Il Gosho inizia con una lunga dissertazione in cui Nichiren mira a chiarire un dubbio dei suoi discepoli: «Come mai il nostro maestro che pratica e propaga l’insegnamento per recare “pace e sicurezza” a ogni persona, incontra al contrario ogni sorta di difficoltà e persecuzioni, che toccano anche a noi discepoli? Sarà davvero il devoto del Sutra del Loto oppure è un millantatore?». E Nichiren, che stava cercando di sopravvivere alle proibitive condizioni dell’esilio a Sado, con grande pazienza li incoraggia, chiarendo che il Sutra del Loto incarna il grande desiderio della felicità di tutte le persone, che chi lo pratica è inevitabilmente destinato a incontrare grandi persecuzioni e che i Bodhisattva della Terra, come lui e i suoi discepoli, sono proprio le persone che fanno voto di propagarlo a ogni costo.
Alla luce del principio delle tre prove della validità di una religione (teorica, documentaria e concreta) la prima parte del Gosho costituisce la prova teorica e documentaria. Potremmo affermare che è una spiegazione basata sulla ragione e sui sutra, “in accordo con la mente degli altri”. Ma, a un certo punto improvvisamente il trattato prende una piega inaspettata e Nichiren dichiara con forza: «Questo io affermo. Che gli dèi mi abbandonino. Che tutte le persecuzioni mi assalgano. Io continuerò a dare la mia vita per la Legge!» (SND, 1, 194).
Con questa frase egli non cerca più di adattarsi alle capacità di comprensione dei discepoli ma inizia, senza paura o esitazione, a parlare “in accordo con la mente del Budda”, cercando di trasmettere loro la sua profonda decisione e lo spirito combattivo con cui intende adempiere al suo voto. Anche noi, ha detto Andrea Bottai, per incoraggiare le persone usiamo ragionamenti teorici ma in realtà quello che spazza via i dubbi degli altri e li convince davvero è il nostro stato vitale.

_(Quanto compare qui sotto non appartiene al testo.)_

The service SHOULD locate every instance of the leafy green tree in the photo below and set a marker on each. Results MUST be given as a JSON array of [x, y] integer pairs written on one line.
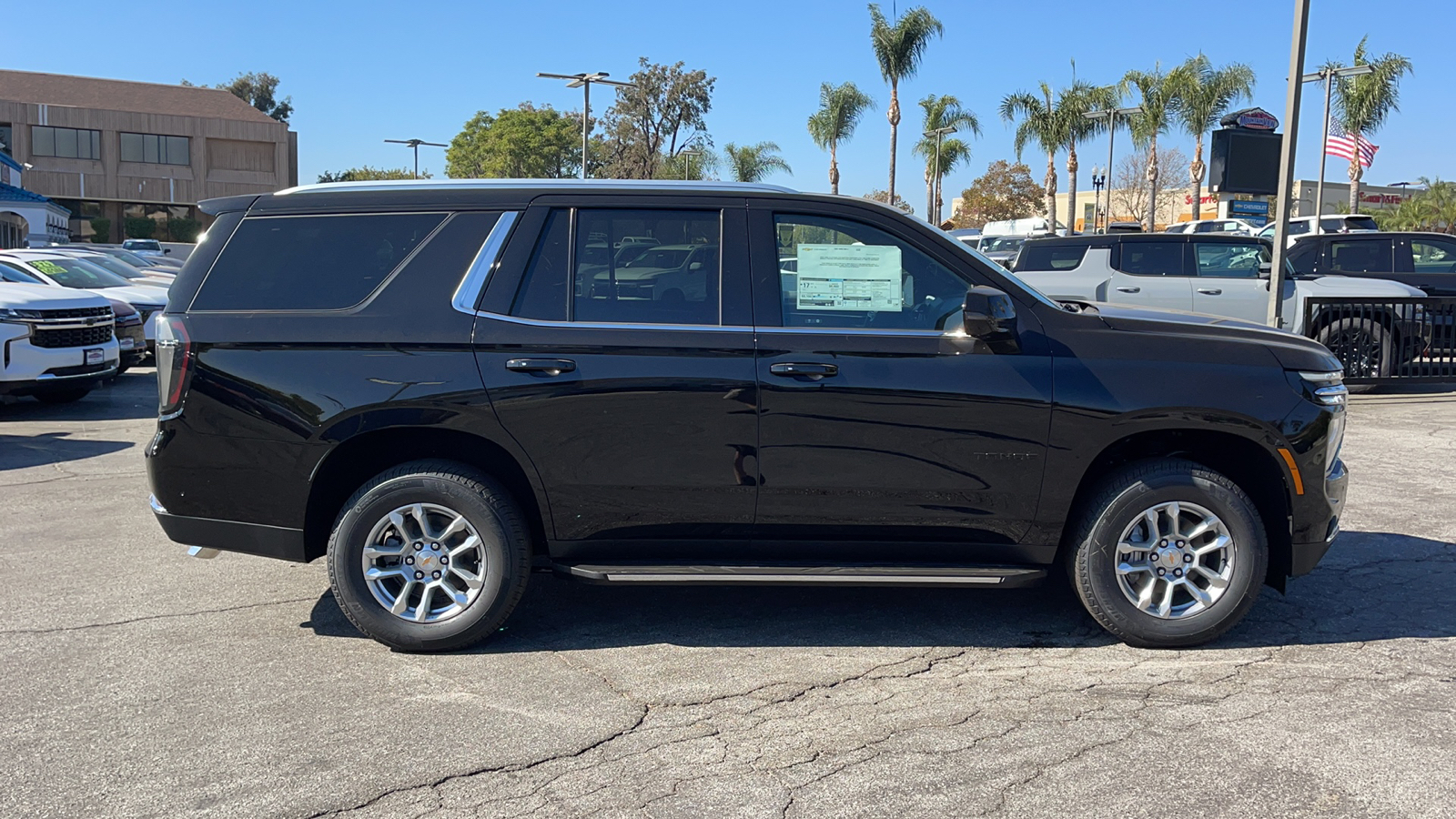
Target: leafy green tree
[[841, 108], [258, 89], [366, 174], [1363, 104], [752, 164], [899, 50], [1005, 191], [655, 118], [943, 113], [1205, 95], [517, 143], [885, 198], [1157, 92]]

«Io affermo» è un po’ come «A quel tempo» (Niji), l’espressione iniziale del secondo capitolo del Sutra del Loto che leggiamo nella cerimonia di Gongyo, e con la quale Shakyamuni dà avvio alla predicazione del sutra, esponendo per la prima volta il vero contenuto della sua Illuminazione. Daisaku Ikeda scrive che per noi “A quel tempo” è il momento preciso in cui «mettiamo in moto la nostra vita e ci impegniamo con energia e volontà, quando facciamo emergere una forte fede e ci dedichiamo a realizzare kosen-rufu. […] Il momento in cui decidiamo di realizzare uno scopo di nostra iniziativa e non perché ci è stato detto di farlo, […] il tempo della missione» (I capitoli Hoben e Juryo, Esperia, pagg. 19-20). Quello che Nichiren sta cercando di comunicare con «Io affermo» non sono ragioni teoriche ma il suo stesso immenso stato vitale. Sta parlando direttamente al cuore dei discepoli. Lo stesso vale per noi: non si incoraggiano le persone solo con motivazioni logiche, cercando di persuaderle o tantomeno trinciando giudizi su di loro, ma trasmettendo il nostro spirito combattivo di voler manifestare a ogni costo la Buddità e vincere su tutte le difficoltà.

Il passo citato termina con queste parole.